The U.S. leads the world in the semiconductor industry because it has invested heavily in the field since World War II, and it has been doing so for 70 years. U.S. chip companies are very focused on technology R&D. Intel, the largest U.S. chip company, invested as much as 13.1 billion U.S. dollars in R&D alone in 2017.
Five of the world's top ten semiconductor companies in 2017 that spent the most on R&D were from the U.S., accounting for 65.6 percent of all money invested. By contrast, China's semiconductor industry started late. Meanwhile, its investment and efforts made in the field are far from enough, while relevant human capital is also insufficient.
Huawei's success is closely linked to its continued large R&D investment. /VCG Photo
Those areas with a long innovation chain and a lack of long-term accumulation have affected the future development of some industries in China. In the context of ongoing Sino-U.S. economic, trade and technological frictions, it is especially urgent for China to develop core technologies to make up for the shortcomings.
China needs to face up to the technological differences with the U.S. and focus on addressing its weaknesses in some core technical fields while maintaining its advantages in others. The chain of innovation in these areas is long, and the amount of money required for development is enormous, so sustained investment is needed. It is difficult for enterprises to address these difficulties alone – they need governmental support. The government should study these problems, clearly identify the most vital technologies that China needs the most, provide strong support, and increase capital and technology input.

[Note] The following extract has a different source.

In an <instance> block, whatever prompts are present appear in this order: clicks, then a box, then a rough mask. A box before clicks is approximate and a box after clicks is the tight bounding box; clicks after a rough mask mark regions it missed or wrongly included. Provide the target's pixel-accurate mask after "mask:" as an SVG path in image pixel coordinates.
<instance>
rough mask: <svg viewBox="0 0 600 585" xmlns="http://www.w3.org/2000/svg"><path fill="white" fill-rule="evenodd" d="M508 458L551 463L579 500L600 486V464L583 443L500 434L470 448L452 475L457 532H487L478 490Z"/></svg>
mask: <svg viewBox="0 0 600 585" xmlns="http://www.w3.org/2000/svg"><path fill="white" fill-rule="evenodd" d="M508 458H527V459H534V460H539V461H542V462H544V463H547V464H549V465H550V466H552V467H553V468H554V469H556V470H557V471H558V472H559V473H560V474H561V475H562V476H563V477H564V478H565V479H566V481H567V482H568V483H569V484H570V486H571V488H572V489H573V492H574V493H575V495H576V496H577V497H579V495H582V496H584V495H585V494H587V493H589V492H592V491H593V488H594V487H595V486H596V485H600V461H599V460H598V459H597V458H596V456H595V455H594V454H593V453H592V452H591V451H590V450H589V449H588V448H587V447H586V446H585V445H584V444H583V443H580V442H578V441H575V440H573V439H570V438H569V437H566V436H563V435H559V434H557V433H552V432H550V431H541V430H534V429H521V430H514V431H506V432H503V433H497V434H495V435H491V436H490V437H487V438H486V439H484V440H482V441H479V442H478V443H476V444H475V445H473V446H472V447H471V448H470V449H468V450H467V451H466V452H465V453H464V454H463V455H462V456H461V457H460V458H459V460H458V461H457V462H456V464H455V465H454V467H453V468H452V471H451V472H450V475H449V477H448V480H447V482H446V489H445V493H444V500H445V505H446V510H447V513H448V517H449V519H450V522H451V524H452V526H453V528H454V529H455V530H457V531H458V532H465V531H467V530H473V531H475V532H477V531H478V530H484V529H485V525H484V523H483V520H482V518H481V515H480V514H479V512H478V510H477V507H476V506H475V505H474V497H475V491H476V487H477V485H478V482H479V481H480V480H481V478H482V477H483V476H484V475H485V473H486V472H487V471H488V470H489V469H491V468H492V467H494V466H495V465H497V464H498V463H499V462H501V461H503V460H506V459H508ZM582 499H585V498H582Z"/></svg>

At the same time, private enterprises should be encouraged to learn from Huawei and other companies to improve their technological innovation capabilities. Huawei attaches great importance to innovation. According to the World Intellectual Property Indicators 2018, Huawei ranks seventh in terms of the total number of patents (14605) filed by global companies from 2013 to 2015, making it the highest-ranking private company.
Huawei's success is closely linked to its continued large R&D investment. According to its annual report last year, Huawei spent 101.5 billion yuan (about 15.1 billion U.S. dollars) on R&D in 2018, accounting for 14.1 percent of its annual revenue. Over the past decade, Huawei has been committed to spending more than ten percent of its sales revenue on R&D each year and maintained an upward growth trajectory.
It is understandable that not all private enterprises can afford such high R&D investment every year, but they should take Huawei as an example to continually focus on strengthening R&D and make sustained investment within their own capabilities.